Project

General

Profile

Feature #18428

Speed up snapshots listing

Added by test test about 2 years ago. Updated about 1 year ago.

Status:
Resolved
Priority:
Nice to have
Assignee:
William Grzybowski
Category:
OS
Target version:
Estimated time:
Severity:
New
Reason for Closing:
Reason for Blocked:
Needs QA:
No
Needs Doc:
Yes
Needs Merging:
Yes
Needs Automation:
No
Support Suite Ticket:
n/a
Hardware Configuration:

Description

Due to

/sbin/zfs list -t snapshot -H -o name

being used instead of

/sbin/zfs list -t snapshot -H -o name -s name

it takes more than five times as long to complete.

I don't know if the script autosnap.py or others that are involved depend on the order given without -s name or if sorting after name is sufficient.

Could someone please have a look? We are talking about improvements like 5s vs 0.7s.

Thanks!

busy time.png (12.1 KB) busy time.png Bill T, 04/24/2017 06:59 PM
10824

Associated revisions

Revision 08c3658d (diff)
Added by William Grzybowski about 2 years ago

feat(snap): sort by name

Ticket: #18428

Revision 1d78ea76 (diff)
Added by William Grzybowski about 2 years ago

Revert "feat(snap): sort by name"

This reverts commit 08c3658d0996387dce90ae2b6e8086dfa4a11b7c.

Ticket: #18428
(cherry picked from commit ff7c3c70560b973ced8d3147b1d8a572c2413063)

Revision 351f5a81 (diff)
Added by William Grzybowski about 2 years ago

Revert "feat(snap): sort by name"

This reverts commit 08c3658d0996387dce90ae2b6e8086dfa4a11b7c.

Ticket: #18428
(cherry picked from commit ff7c3c70560b973ced8d3147b1d8a572c2413063)

Revision 42ea2db1 (diff)
Added by William Grzybowski about 2 years ago

Revert "feat(snap): sort by name"

This reverts commit 08c3658d0996387dce90ae2b6e8086dfa4a11b7c.

Ticket: #18428
(cherry picked from commit ff7c3c70560b973ced8d3147b1d8a572c2413063)

Revision 584345ad (diff)
Added by William Grzybowski about 2 years ago

Revert "feat(snap): sort by name"

This reverts commit 08c3658d0996387dce90ae2b6e8086dfa4a11b7c.

Ticket: #18428

Revision 46c49403 (diff)
Added by William Grzybowski over 1 year ago

fix(snap): use zfs list -s name to speed up listing

Ticket: #18428

Revision a5d8cc66 (diff)
Added by William Grzybowski over 1 year ago

fix(snap): use zfs list -s name to speed up listing

Ticket: #18428

Revision 5d16dfdf (diff)
Added by Dru Lavigne about 1 year ago

Mention ZFS improvements.
Ticket: #13630
Ticket: #18428

History

#1 Updated by Bonnie Follweiler about 2 years ago

  • Assignee set to Kris Moore

#2 Avatar?id=14398&size=24x24 Updated by Kris Moore about 2 years ago

  • Assignee changed from Kris Moore to William Grzybowski
  • Priority changed from No priority to Nice to have
  • Target version set to 9.10.2

#3 Updated by William Grzybowski about 2 years ago

  • Status changed from Unscreened to Screened

For autosnap I dont foresee a problem, it would probably be for autorepl only.
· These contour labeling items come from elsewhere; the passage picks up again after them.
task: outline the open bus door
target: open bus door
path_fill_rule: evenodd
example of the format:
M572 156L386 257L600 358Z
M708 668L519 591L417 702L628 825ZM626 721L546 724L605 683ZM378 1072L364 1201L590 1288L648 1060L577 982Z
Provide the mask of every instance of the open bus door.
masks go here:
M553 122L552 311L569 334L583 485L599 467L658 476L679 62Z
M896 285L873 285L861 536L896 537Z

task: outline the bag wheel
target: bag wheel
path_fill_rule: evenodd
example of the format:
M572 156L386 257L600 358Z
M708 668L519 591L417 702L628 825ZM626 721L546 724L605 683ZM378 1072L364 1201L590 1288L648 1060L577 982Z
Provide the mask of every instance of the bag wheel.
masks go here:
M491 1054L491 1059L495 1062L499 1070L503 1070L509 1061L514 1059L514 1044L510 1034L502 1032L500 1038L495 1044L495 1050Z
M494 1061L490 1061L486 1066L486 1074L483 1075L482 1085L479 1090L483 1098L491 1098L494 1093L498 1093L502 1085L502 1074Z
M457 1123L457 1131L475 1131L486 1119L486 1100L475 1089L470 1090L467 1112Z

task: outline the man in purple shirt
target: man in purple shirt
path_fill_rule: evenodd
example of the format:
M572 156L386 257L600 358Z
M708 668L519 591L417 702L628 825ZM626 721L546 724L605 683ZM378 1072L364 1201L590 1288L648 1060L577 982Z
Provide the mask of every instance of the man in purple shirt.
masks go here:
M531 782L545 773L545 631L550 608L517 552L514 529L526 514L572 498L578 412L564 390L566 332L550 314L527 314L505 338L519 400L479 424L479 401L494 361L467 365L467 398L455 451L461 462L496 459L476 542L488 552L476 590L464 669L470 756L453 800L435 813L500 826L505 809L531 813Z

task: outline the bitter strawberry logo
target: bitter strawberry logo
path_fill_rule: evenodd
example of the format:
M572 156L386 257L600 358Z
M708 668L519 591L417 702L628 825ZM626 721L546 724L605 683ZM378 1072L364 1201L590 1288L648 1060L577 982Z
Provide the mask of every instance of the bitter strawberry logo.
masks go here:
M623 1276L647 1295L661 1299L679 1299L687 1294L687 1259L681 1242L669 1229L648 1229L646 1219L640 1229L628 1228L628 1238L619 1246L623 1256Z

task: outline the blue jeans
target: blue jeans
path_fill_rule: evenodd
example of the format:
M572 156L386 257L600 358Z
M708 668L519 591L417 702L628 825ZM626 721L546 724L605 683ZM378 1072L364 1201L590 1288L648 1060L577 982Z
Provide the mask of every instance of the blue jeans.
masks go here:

#4 Updated by William Grzybowski about 2 years ago

  • Status changed from Screened to 19

#5 Updated by William Grzybowski about 2 years ago

  • Status changed from 19 to Needs Developer Review

#6 Updated by William Grzybowski about 2 years ago

  • Assignee changed from William Grzybowski to Josh Paetzel

#7 Updated by Josh Paetzel about 2 years ago

  • Status changed from Needs Developer Review to Reviewed
  • Assignee changed from Josh Paetzel to William Grzybowski

#8 Updated by William Grzybowski about 2 years ago

  • Status changed from Reviewed to Closed: Not To Be Fixed

Turns out this mucks with the deletion order of snapshots, which causes zfs destroy error (because recursive delete of parent)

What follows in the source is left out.